では奥さんとか子どもたちとか定番の答えも考えてみたのですが、これもどうも違います。私にとって彼らは他人であり、私と全く違ったものの考え方を持っていて、私の思い通りにならないから面白いのです。私の所有物になったら、すぐに飽きて、宝物にはならないでしょう。
mmm… と考えていたら、ありました。
私にとっての宝物は、物や人ではなく、大学時代に過ごした時間でした。
私にとっての大学時代
大学時代は私にとって、ほかのどの時代とも違う時代でした。
ここで私は思考を広げるノウハウを得て、自分と同レベルの能力のある人たちと知り合い、24時間365日を自分の思うとおりに使うことの面白さと怖さを知りました。
思考力
大学に行った時、しょせんは高校の延長で、勉強をするための場所だと思っていましたが、行ってみたらぜんぜん違った場所でした。

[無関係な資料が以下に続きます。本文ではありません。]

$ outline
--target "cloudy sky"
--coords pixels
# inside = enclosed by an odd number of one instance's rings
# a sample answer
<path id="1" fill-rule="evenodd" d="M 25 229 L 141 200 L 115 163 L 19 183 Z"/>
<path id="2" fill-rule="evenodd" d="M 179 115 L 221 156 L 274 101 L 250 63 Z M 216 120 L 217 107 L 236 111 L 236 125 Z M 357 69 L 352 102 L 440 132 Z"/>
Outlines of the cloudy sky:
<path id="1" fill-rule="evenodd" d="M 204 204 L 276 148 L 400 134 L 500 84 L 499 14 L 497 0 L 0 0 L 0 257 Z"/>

大学は勉強をする場所ではなく、自分がわからないことを知り、それについて自分なりの考察をする場所でした。
講義ではそのための読解力や思考力、洞察力などを鍛える訓練をしてくれます。
高校のころまでは、うまく思考を広げられなくて歯がゆい思いをすることもあったのですが、ここでいろいろなノウハウを身につけて、より深く思考を広げられるようになりました。
思考のためのツールを学び、思考する対象を提示されて、思考シミュレーションをすることを覚えたことは、これ以降の人生で大きなアドバンテージになりました。
同レベルの知性
大学に入って初めて、周りの人間のほとんどに話が通じるという経験をしました。
こちらの言う事を理解されず、寂しい思いをすることが多かったのですが、大学に入ったらほとんどの人に話が通じることを知りました。
そうすると興味が湧いて、どこまで略しても通じるのかを試してみたくなります。
驚くべきことに、言葉のかけらを出すだけで、相手に話が通じてしまうのです。
この時代は、私にとって毎日が楽しくて仕方ありませんでした。
それまでは人と話をするのがあまり好きではなかったのですが、これ以降、人と話すのが好きになり、コミュニケーション能力が高いと言われるまでになってしまいました。
24時間365日をやりたいことに使えること
大学では、自分のやるべきことができていれば、24時間365日をどのように使っても文句を言われません。
ここで私は多くの経験をし、膨大なことを学びました。
大学の講義だけでなく、友人との交流や、特にサークル活動の中で、その後の人生すべてを気持ちよく過ごせるノウハウを得て、会社に入っても嫌でしょうがないということはありませんでした。
どうすれば目的を達成できるか、どうすれば楽しいか。
それらすべてを教えてくれたのが大学での時間でした。
大学時代のことを思い出すと、今でもあの街で過ごした時間がと空間が、そのままにそこに在る気がします。
私の野心と喜びと友人たちと共に。
私はいまだにその学びを活かせています。
その大学に行かせてくれた両親には、深い感謝しかありません。